Many spiritual seekers find themselves in an unfortunate atmosphere on account of mistakes that they make in the choice of the type of life that they have to live, and the mistake is committed on account of an enthusiasm which is not directed by understanding. We are driven by emotion rather than by intelligence, and this happens to everyone in the beginning. We suddenly cry for God, as if God is going to jump from the skies in a minute. That looks very wonderful in the beginning, "Oh, how religious is the person, how spiritual, how yearning, how pure, how genuine." But this will not work for all time, because while God is love, God is also law. He will not break a law merely for the sake of love, notwithstanding the fact that He is infinite love.

It is here that we find a combination, inextricably related, of law and love. Tremendous disciplinary restrictive law combined with infinite spontaneity of affection and love – all these we will find in God. And so, in the approach to God, we have to take into consideration this peculiar feature of God, though nothing can be regarded as more congenial to our nature than God's presence. No one can be regarded as more affectionate than God, and no one can be regarded as stricter than God. He is the strictest of all conceivable beings – yet He is the most compassionate. These two features are blended there in a Single Unitary Being. And so, as God's nature is reflected in the stages of sadhana, the disciplinary aspect or the restrictive feature of sadhana, which is voluntarily undertaken, has to go hand in hand with a spontaneity of approach and a positivity of feeling and satisfaction.

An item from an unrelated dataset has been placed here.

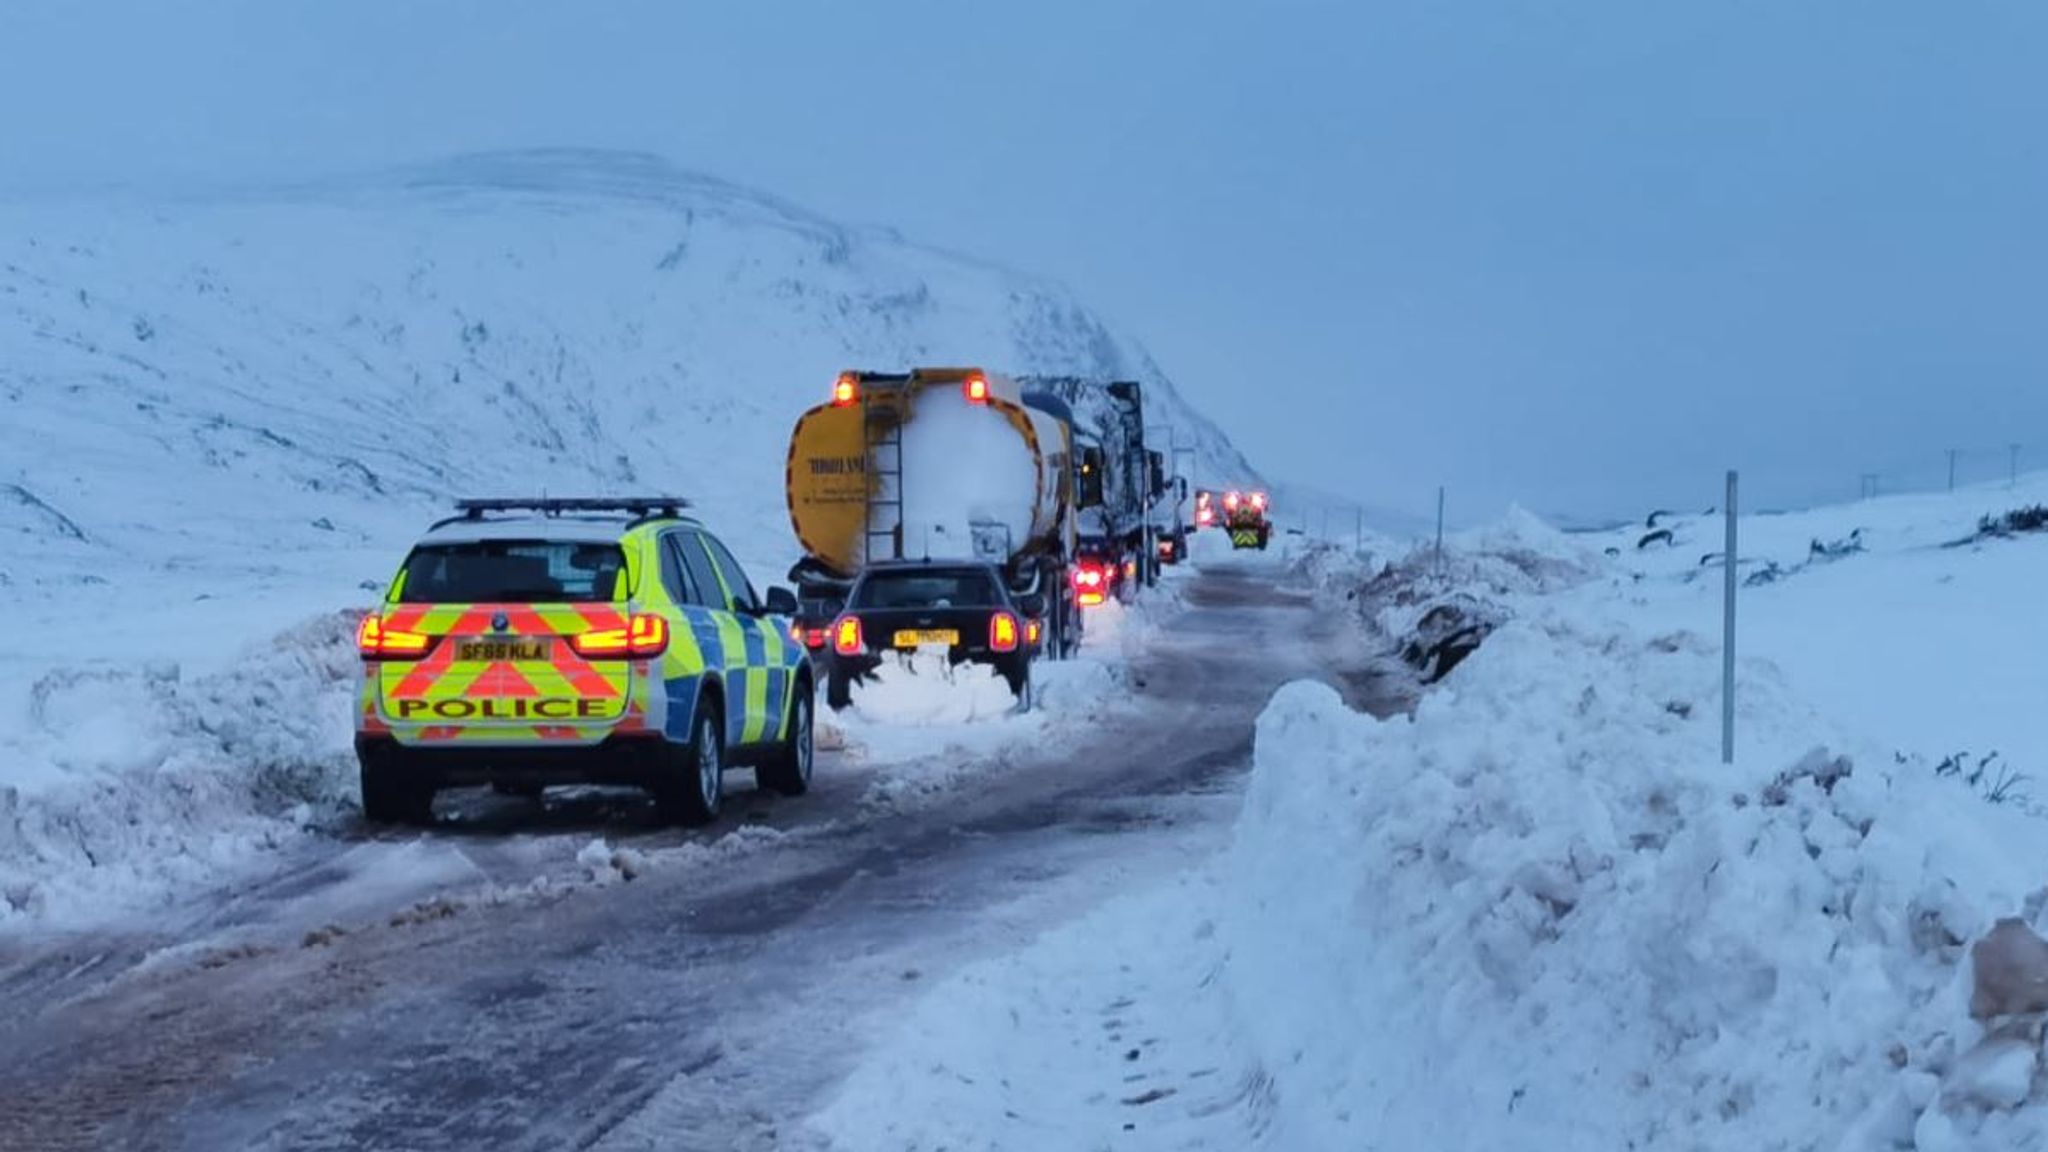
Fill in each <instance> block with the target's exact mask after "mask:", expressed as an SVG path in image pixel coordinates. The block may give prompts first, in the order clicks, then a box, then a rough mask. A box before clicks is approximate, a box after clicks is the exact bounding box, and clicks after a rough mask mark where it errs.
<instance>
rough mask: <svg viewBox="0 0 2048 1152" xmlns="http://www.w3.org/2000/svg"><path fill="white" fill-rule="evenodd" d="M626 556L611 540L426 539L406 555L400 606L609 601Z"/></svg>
mask: <svg viewBox="0 0 2048 1152" xmlns="http://www.w3.org/2000/svg"><path fill="white" fill-rule="evenodd" d="M625 566H627V558H625V553H623V551H618V545H616V543H592V541H545V539H485V541H475V543H426V545H420V547H416V549H412V556H410V558H406V584H403V586H401V588H399V603H406V605H477V603H543V605H545V603H571V601H612V599H616V592H618V580H621V574H623V572H625Z"/></svg>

To reiterate, spiritual practice is voluntary. It is we that move towards God. We are not pushed by some motive force from outside or from behind. Forces can assist us, but they should not compel us, because anything that is of the nature of a compulsion is extrinsic in nature – whereas the spirit is intrinsic, and spirituality is the manifestation of this intrinsic nature of our own being. It is possible, therefore, to avoid reactions in sadhana by a judicious observation of the various factors in our present state of affairs. We should be very humble and dispassionate in judging our own selves as we are just now, and not as we ought to be in the future. "Today, just at this moment, what am I? What are my senses saying? What is the body telling? And what are my involvements speaking to me?" We cannot avoid any of these things. If we have involvements, these involvements must be properly tackled. The involvements may be psychological, emotional, social, monetary, economic, political – they can be anything. But these involvements are important things because we are involved – it is not somebody else who is involved – and so they have some meaning in the way in which we live. Our involvements, therefore, have to be properly encountered, and their questions answered in a satisfactory manner. Also, the needs of the body and the senses are not unnecessary things when they are actually there.

Nothing that is visible can be regarded as unnecessary. But it has to be properly approached and intelligently harnessed for the purpose of an onward progress in sadhana rather than kept aside as a hobgoblin of which we are afraid always, not knowing when it will pounce upon us. Every external factor should be converted into an internal feature of our sadhana so that all our external relationships, whatever be their nature – whether of a family, or an institution, or a whole nation - these external factors should be transformed into an internal feature necessary in the transformation of the total personality, because the individual's personality is not an island. "No man is an island," as a poet wrote. We are not like islands, completely cut off from other portions of the land.

Every individual is connected to every other thing in the world, in some way or the other, so it is not possible to have a totally isolated individual approach, oblivious of external factors. When these factors are visible, especially when they are very pressing in their nature, they should be taken note of in their proper place, giving due respect to the position they occupy, and then converted and transformed into a motive force for the onward movement of the spirit towards God.